Gulf Marine Services – latest Trading Statement sees brokers Target is four times the current price
Higher utilisation levels and growing order books have combined to give this group confidence that 2023 will help to mitigate any external pressures, while seeing the group strengthen its prospects.
The £47m capitalised Gulf Marine Services (LON:GMS) is a world-leading provider of advanced self‐propelled self‐elevating support vessels (SESVs).
The group’s fleet of 13 vessels serves the oil, gas and renewable energy industries from its offices in the United Arab Emirates, Saudi Arabia and Qatar.
The SESVs are used in a broad range of offshore oil and gas platform refurbishment and maintenance activities, well intervention work and offshore wind turbine maintenance work, as well as in offshore oil and gas platform installation and decommissioning and offshore wind turbine installation.
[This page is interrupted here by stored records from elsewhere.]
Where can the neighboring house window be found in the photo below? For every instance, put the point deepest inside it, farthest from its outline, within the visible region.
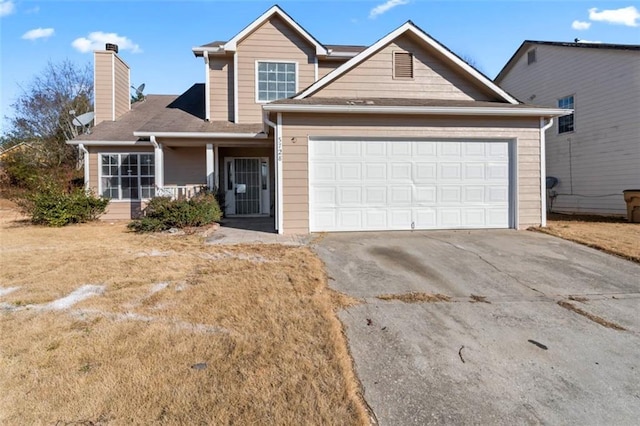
(275, 80)
(127, 176)
(531, 56)
(565, 123)
(402, 65)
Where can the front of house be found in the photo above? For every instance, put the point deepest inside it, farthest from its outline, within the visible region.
(399, 135)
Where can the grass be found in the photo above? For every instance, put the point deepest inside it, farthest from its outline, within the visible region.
(610, 234)
(182, 334)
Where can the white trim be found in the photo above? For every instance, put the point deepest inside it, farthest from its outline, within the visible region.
(189, 135)
(543, 170)
(232, 44)
(210, 161)
(434, 110)
(113, 87)
(107, 143)
(274, 61)
(236, 108)
(365, 54)
(207, 84)
(280, 183)
(85, 160)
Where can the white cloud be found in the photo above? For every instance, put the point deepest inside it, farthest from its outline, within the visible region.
(624, 16)
(385, 7)
(97, 39)
(37, 33)
(7, 7)
(580, 25)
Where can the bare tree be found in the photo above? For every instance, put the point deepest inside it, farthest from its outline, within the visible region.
(42, 111)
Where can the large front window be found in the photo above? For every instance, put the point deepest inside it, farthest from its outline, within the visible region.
(127, 176)
(565, 123)
(275, 80)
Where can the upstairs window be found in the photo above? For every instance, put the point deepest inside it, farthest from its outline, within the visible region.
(402, 65)
(531, 56)
(276, 80)
(566, 123)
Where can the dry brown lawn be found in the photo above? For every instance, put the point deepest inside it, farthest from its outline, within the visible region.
(611, 234)
(175, 332)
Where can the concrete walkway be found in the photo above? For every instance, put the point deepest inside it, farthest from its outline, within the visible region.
(252, 230)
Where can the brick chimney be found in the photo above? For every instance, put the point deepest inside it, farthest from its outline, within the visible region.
(111, 84)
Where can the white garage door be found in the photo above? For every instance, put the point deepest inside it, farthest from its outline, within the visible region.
(366, 185)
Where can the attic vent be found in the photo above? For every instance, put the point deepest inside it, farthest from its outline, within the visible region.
(402, 65)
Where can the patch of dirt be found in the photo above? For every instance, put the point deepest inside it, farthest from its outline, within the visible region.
(613, 235)
(260, 317)
(415, 297)
(599, 320)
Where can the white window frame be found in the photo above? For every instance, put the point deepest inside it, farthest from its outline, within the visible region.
(139, 176)
(273, 61)
(573, 114)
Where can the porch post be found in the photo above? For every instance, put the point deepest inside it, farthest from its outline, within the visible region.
(211, 157)
(158, 163)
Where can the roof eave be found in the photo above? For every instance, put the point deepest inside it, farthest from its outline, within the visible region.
(420, 110)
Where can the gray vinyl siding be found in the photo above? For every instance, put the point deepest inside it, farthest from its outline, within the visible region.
(601, 157)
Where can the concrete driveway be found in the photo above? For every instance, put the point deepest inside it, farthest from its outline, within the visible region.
(501, 350)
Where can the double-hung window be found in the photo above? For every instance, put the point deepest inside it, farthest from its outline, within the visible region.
(566, 122)
(275, 80)
(127, 176)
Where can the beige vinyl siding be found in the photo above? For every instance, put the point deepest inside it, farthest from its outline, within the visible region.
(272, 41)
(297, 128)
(103, 87)
(111, 77)
(433, 78)
(122, 87)
(325, 67)
(221, 87)
(601, 157)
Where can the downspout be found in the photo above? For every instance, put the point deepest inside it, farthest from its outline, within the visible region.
(158, 162)
(276, 137)
(543, 168)
(85, 159)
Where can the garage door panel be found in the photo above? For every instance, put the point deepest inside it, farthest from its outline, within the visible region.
(396, 185)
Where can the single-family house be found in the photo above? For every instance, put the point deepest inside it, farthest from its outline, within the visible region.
(593, 153)
(399, 135)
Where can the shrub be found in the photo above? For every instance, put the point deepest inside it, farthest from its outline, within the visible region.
(163, 213)
(52, 206)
The group has given higher guidance for the current year to end December 2023 for its EBITDA to range between $75m to $83m – which is quite positive.
Executive Chairman Mansour Al Alami stated that:
“Our markets continue to show signs of strength. Vessel utilisation and day rates are continuing to remain resilient amid high demand for our vessels.
As we progress in to 2023, we aim to mitigate the impact of external pressures, including continued high inflation and higher worldwide interest rates, on our margins and maintain our focus on deleveraging and delivering on operational efficiencies.”
Analyst Opinion – Target Price of 20p a share
Daniel Slater at Arden Partners has a Buy rating out on the group’s shares, with a Target Price of 20p, over four times the current market price of just 4.6p.
His estimates for the year to end December 2022 are for sales of $128.1m ($115.1m) while adjusted pre-tax profits could rise to $25.2m ($20.7m), giving earnings of 1.9c (2.7c) per share.
After this Trading Statement the group has given guidance from which Slater assesses $139.9m sales in the current year, lifting profits up to $29.1m and generating 2.2c in earnings per share.
Conclusion – these shares could easily double
With an order backlog of $369m the demand for the group’s vessels has continued, while improvements in operating efficiencies and strengthening markets will certainly boost the bottom line.
The group’s shares were up to almost 8.7p each ten months ago, they could so easily return to trade at those levels.
Currently trading at only 4.6p each, these shares have the ability to more than double in the next year.